What some may find creepy, Sam finds cool. She has been interested in bones and archaeology since she was “really, really little.” “I was always interested in sunken ships, and tangible history. I like the idea that you can touch the past,” she says. She also got inspiration from a childhood Egyptology book, complete with archaeological facts and an unwrappable mummy, and the TV show, Bones. However, she was able to pinpoint her particular area of interest in archaeology during her freshman year of college.
“I came [to BU], and in one of my lectures, a bioarcheologist came in, and I thought, “I want to be this person,” Sam gushes. Through the archeology club, she got a position as lab volunteer in the Stone Science Building late her first semester. “I could live in the lab!” she says.
Her duties in the bone lab vary depending on the lab’s workload. When the lab gets shipments of animal bones, she washes and inventories them. She sorts through the shipments and counts the bones (including “how many teeth, how many phalanges, carpals, metacarpals, etc.,” she lists off without missing a beat), and checks them off a list she is given. She also helps Dr. Catherine West, a zooarchaeology professor at BU, with her research regarding samples from Chirikof Island in Alaska. This includes sorting and screening dirt, shells, twigs, and bones.

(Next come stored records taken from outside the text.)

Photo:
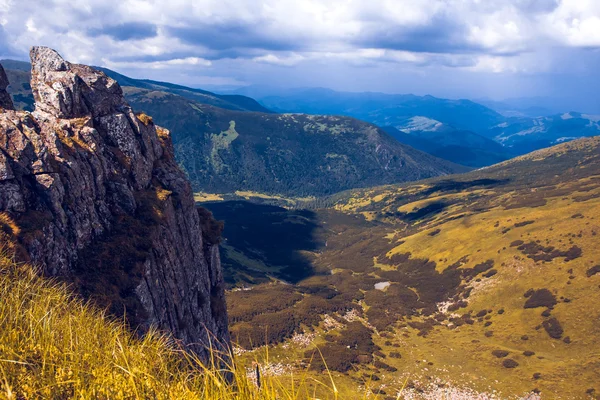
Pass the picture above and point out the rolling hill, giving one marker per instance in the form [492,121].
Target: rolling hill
[224,150]
[523,135]
[480,285]
[443,141]
[385,109]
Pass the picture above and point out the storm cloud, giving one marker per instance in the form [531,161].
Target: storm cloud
[470,48]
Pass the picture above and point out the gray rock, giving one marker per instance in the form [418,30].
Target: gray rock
[101,202]
[5,100]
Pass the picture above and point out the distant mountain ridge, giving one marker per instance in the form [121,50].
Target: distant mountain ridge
[231,147]
[385,109]
[517,124]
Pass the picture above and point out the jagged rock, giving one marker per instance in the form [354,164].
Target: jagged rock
[5,100]
[102,203]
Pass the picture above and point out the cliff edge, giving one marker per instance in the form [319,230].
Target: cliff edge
[100,202]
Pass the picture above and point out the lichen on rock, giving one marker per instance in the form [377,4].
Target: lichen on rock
[100,202]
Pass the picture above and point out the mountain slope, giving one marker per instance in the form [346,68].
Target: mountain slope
[224,150]
[523,135]
[98,201]
[443,141]
[385,109]
[230,102]
[480,285]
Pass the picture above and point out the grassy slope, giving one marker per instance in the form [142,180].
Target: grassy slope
[54,346]
[224,151]
[551,196]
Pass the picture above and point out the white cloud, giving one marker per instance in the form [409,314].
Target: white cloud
[186,37]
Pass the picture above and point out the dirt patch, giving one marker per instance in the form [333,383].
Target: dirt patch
[553,328]
[538,252]
[500,353]
[593,271]
[540,298]
[524,223]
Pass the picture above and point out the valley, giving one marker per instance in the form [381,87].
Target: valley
[483,283]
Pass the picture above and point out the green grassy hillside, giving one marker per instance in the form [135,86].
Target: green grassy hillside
[474,284]
[232,147]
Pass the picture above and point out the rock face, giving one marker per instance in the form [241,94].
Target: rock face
[5,100]
[101,203]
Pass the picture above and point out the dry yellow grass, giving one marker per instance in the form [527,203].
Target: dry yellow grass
[54,346]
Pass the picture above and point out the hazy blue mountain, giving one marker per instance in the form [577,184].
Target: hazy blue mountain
[522,135]
[383,109]
[459,146]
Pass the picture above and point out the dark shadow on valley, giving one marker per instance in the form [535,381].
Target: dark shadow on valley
[258,234]
[450,185]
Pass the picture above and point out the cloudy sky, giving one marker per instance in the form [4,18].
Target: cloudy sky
[452,48]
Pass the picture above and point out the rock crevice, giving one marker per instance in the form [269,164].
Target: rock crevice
[101,202]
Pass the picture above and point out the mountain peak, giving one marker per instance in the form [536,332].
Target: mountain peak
[66,90]
[113,213]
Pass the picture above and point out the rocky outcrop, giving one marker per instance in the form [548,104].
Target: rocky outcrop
[5,100]
[101,203]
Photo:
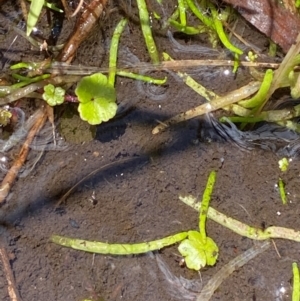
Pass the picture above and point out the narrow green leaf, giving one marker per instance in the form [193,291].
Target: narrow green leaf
[34,13]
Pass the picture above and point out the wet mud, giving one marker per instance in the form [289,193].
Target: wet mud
[133,196]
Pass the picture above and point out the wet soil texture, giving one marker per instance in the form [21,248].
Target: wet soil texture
[133,196]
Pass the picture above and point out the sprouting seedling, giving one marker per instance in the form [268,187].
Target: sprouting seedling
[296,282]
[35,11]
[197,248]
[53,95]
[96,93]
[97,99]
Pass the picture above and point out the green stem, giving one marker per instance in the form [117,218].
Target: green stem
[182,13]
[296,283]
[261,94]
[141,77]
[282,191]
[205,204]
[113,52]
[205,20]
[241,228]
[117,249]
[220,31]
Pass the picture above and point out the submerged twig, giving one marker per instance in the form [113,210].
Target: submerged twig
[84,25]
[65,196]
[216,280]
[241,228]
[218,103]
[11,287]
[41,117]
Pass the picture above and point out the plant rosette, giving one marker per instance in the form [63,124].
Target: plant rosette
[97,99]
[198,253]
[53,95]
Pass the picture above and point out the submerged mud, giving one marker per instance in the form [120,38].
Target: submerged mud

Her favorite task, however, is washing the bones. “It’s meditative,” she explains, as she gets to listen to music while washing in the lab. “We just got a bunch of new skeletons in, so I’m going to be washing and labeling those too.”
Sam already has her future career goals planned out. “I want to go into a field that is forensic technology and science related where I can work with the criminal justice system, and…identify remains of victims [of] homicide, or work with federal investigations,” she says. She hopes to get a forensic anthropology internship at the University of Tennessee’s body farm, where she can gain experience handling real human bodies. Though she admits seeing a human body for the first time will be strange, she says it is important for her future career and is eager to gain this knowledge.
Fun fact: Sam can name all the major bones in the human body! “It’s a nice party trick,” she says. I challenge you to find a cooler one.